Isolated Liquidation Price

This is the price at which a specific position reaches the point of liquidation.

  1. Formula Explanation:

    • The liquidation price p' is calculated using: ​p' = (e - s * p) / (|s| * MMF - s)

    • Here:

      • e Is the current equity in the account?

      • s Is the size of the position.

      • p Is the original price of the position.

      • MMF The maintenance margin fraction, a percentage that indicates the minimum equity required to keep the position open. 2. Example:

      • Suppose a trader deposits $1,000 (e = 1000).

      • The trader shorts 3 ETH contracts (s = -3) at $3,000 per contract, with a maintenance margin fraction of 5% (MMF = 0.05).

      • The formula becomes: p' = (1000 - (-3 * 3000)) / (3 * 0.05 - (-3)) This simplifies to: p' = (1000 + 9000) / (0.15 + 3) = 10000 / 3.15 ≈ 3174.60

      • This means if the price of ETH rises to $3,174.60The position will reach the liquidation threshold.

      • At this price, the trader's remaining equity would be 5% of the notional value of the position or $476.2 based on the calculation (3 * 3174.6 * 0.05 ≈ 476.2).

Cross Liquidation Price

For cross-margining (multiple positions sharing the same margin), the calculation is adjusted to account for the margin used by other positions.

Key Terms:

  • Total Maintenance Margin Requirement (MMR_t): Calculate the maintenance margin needed for all positions at current prices: ​MMR_t = |s| · p · MMF

  • Other Positions' Margin Requirement (MMR_o): Subtract the margin requirement of the position in question from MMR_t: ​MMR_o = MMR_t - |s| * p * MMF

  • New Margin Requirement at Price p': Add MMR_o to the margin requirement of the position at the new price: ​MMR_o + |s| * p' * MMF

  • Liquidation Price Formula: Substitute into the equation to find the liquidation price for the position: ​p' = (e - s * p - MMR_o) / (|s| * MMF - s) Example :

    1. Example:

      • Suppose a trader deposits $1,000 (e = 1000).

      • The trader shorts 1.5 ETH (s = -1.5) at $3,000 and buys 1,000 MSTR at $1.75 (MMF = 10% for MSTR).

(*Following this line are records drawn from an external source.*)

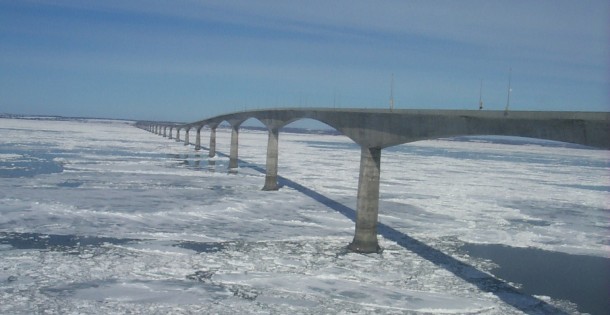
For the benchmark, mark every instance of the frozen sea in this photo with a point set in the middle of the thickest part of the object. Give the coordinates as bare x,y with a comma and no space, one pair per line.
100,217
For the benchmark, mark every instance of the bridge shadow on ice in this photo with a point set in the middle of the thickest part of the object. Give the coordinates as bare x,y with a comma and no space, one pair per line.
485,282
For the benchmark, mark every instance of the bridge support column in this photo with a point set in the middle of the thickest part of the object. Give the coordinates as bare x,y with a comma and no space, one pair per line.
272,153
212,152
365,238
198,140
234,148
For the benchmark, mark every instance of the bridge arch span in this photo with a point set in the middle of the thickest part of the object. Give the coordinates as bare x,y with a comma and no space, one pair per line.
374,130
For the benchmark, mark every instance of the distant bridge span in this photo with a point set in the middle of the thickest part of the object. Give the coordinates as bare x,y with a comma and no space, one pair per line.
374,130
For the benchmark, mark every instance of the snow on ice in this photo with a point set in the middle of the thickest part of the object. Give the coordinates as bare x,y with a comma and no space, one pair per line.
102,217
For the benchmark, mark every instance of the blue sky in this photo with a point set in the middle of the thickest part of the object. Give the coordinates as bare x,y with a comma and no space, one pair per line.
189,60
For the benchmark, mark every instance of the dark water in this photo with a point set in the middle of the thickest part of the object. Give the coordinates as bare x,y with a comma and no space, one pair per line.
584,280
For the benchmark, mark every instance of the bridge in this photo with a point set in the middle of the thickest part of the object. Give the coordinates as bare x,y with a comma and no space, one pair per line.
374,130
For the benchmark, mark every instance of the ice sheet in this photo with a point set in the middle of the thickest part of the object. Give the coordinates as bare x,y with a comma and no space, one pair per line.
277,250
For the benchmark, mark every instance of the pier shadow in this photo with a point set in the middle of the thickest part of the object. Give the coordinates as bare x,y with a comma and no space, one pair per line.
482,280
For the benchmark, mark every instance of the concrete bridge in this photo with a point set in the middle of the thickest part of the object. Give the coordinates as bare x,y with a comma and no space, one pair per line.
374,130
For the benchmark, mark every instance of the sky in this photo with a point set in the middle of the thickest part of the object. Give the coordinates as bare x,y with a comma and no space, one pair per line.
193,59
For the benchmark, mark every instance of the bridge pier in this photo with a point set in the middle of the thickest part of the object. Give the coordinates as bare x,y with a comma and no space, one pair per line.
234,148
198,139
272,159
367,209
212,152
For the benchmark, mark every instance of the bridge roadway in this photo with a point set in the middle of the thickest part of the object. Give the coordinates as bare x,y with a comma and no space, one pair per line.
374,130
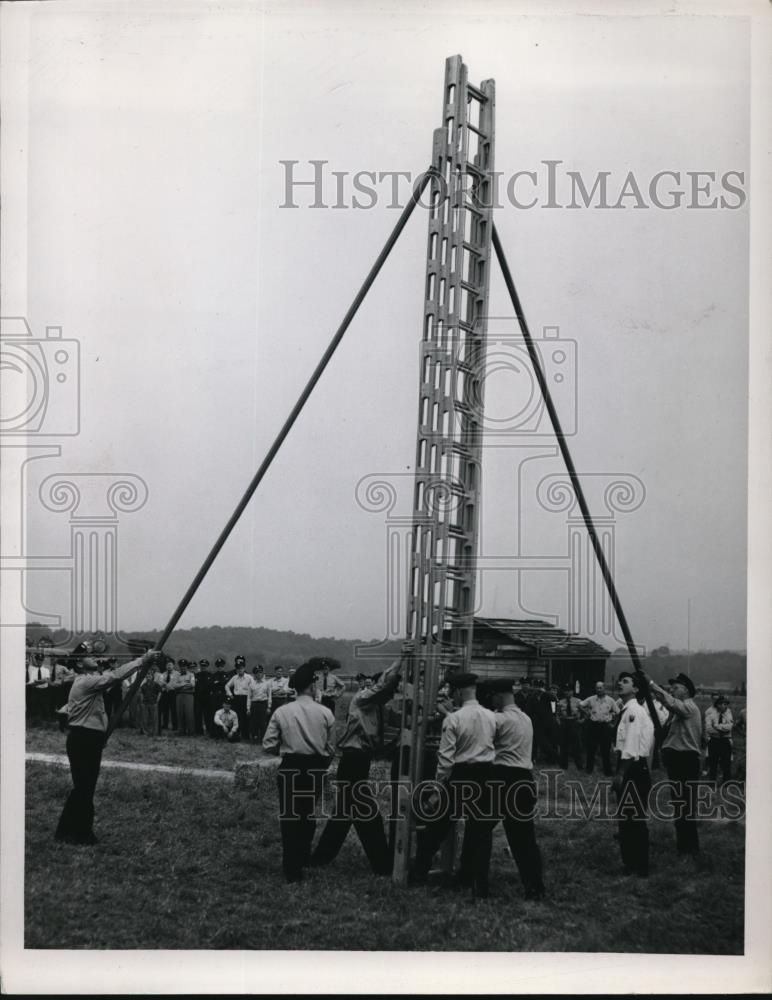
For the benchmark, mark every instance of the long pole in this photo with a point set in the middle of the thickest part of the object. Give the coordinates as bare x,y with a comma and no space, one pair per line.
273,450
577,486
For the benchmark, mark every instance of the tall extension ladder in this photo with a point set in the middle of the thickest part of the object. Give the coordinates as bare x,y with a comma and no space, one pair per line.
448,449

      • Calculate Other Positions' Margin Requirement: MMR_o = 1000 * 1.75 * 0.10 = 175

      • Compute the Liquidation Price for ETH: p' = (1000 - (-1.5 * 3000) - 175) / (1.5 * 0.05 + 1.5)

      • This simplifies to: p' = (1000 + 4500 - 175) / 1.575 ≈ 3380.95.

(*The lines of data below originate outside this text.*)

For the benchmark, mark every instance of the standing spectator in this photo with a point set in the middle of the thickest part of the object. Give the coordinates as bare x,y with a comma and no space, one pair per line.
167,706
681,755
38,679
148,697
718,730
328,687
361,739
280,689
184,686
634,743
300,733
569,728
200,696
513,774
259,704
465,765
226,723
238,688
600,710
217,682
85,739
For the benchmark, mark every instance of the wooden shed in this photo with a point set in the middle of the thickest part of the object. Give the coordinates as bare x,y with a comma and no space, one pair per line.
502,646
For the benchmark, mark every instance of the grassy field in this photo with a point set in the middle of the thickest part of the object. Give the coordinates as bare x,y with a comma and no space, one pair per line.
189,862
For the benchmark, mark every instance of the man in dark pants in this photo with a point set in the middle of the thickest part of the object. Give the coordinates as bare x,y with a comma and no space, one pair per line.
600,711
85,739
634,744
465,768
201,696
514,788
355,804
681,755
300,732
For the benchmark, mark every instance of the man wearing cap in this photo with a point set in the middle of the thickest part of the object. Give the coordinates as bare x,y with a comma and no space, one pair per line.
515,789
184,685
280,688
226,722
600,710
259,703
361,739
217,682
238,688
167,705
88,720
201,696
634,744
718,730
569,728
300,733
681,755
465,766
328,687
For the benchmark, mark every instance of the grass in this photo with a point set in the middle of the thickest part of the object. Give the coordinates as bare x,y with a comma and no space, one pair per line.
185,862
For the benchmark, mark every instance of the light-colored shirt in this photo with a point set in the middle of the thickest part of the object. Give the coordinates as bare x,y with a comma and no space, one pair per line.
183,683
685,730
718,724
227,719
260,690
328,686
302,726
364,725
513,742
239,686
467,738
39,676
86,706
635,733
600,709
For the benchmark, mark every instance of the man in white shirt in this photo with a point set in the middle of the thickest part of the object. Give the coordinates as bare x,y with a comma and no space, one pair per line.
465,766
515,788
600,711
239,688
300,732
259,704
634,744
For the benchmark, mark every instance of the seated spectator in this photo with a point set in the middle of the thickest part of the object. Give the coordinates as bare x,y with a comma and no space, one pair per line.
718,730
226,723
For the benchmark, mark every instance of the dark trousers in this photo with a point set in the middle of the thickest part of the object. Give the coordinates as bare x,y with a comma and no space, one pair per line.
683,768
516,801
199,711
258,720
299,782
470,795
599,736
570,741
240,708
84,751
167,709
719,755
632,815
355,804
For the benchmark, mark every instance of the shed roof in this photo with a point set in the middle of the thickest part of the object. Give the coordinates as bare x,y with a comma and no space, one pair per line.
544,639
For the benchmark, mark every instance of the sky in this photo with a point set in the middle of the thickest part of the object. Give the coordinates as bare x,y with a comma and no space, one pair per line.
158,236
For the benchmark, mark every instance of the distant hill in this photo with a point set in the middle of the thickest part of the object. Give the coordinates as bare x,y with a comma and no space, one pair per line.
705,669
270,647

      • If the ETH price reaches $3,380.95, The equity would fall to the required margin level.

Fillable Price for Liquidations

As part of the default settings of VDEX, the “fillable price” (or the limit price of a liquidation order) for a position being liquidated is calculated as follows. For both short and long positions:

Fillable Price (Short or Long) = P × (1 - ((SMMR × MMF) × (BA × (1 - Q))))

Where (provided as genesis parameters):

  • “P” is the oracle price for the market

  • “SMMR” is the spread to maintenance margin ratio SMMR = Config.FillablePriceConfig.SpreadToMaintenanceMarginRatioPpm

  • “MMF” is the maintenance margin fraction for the position

  • “BA” is the bankruptcy adjustment BA = Config.FillablePriceConfig.BankruptcyAdjustmentPpm. Is ≥ 1.

  • Q = V / TMMR where V is the total account value, and TMMR is the total maintenance margin requirement

On the other hand, the “Close Price” will correspond to the price levels of the maker order(s) that the liquidation order matches against on the order book.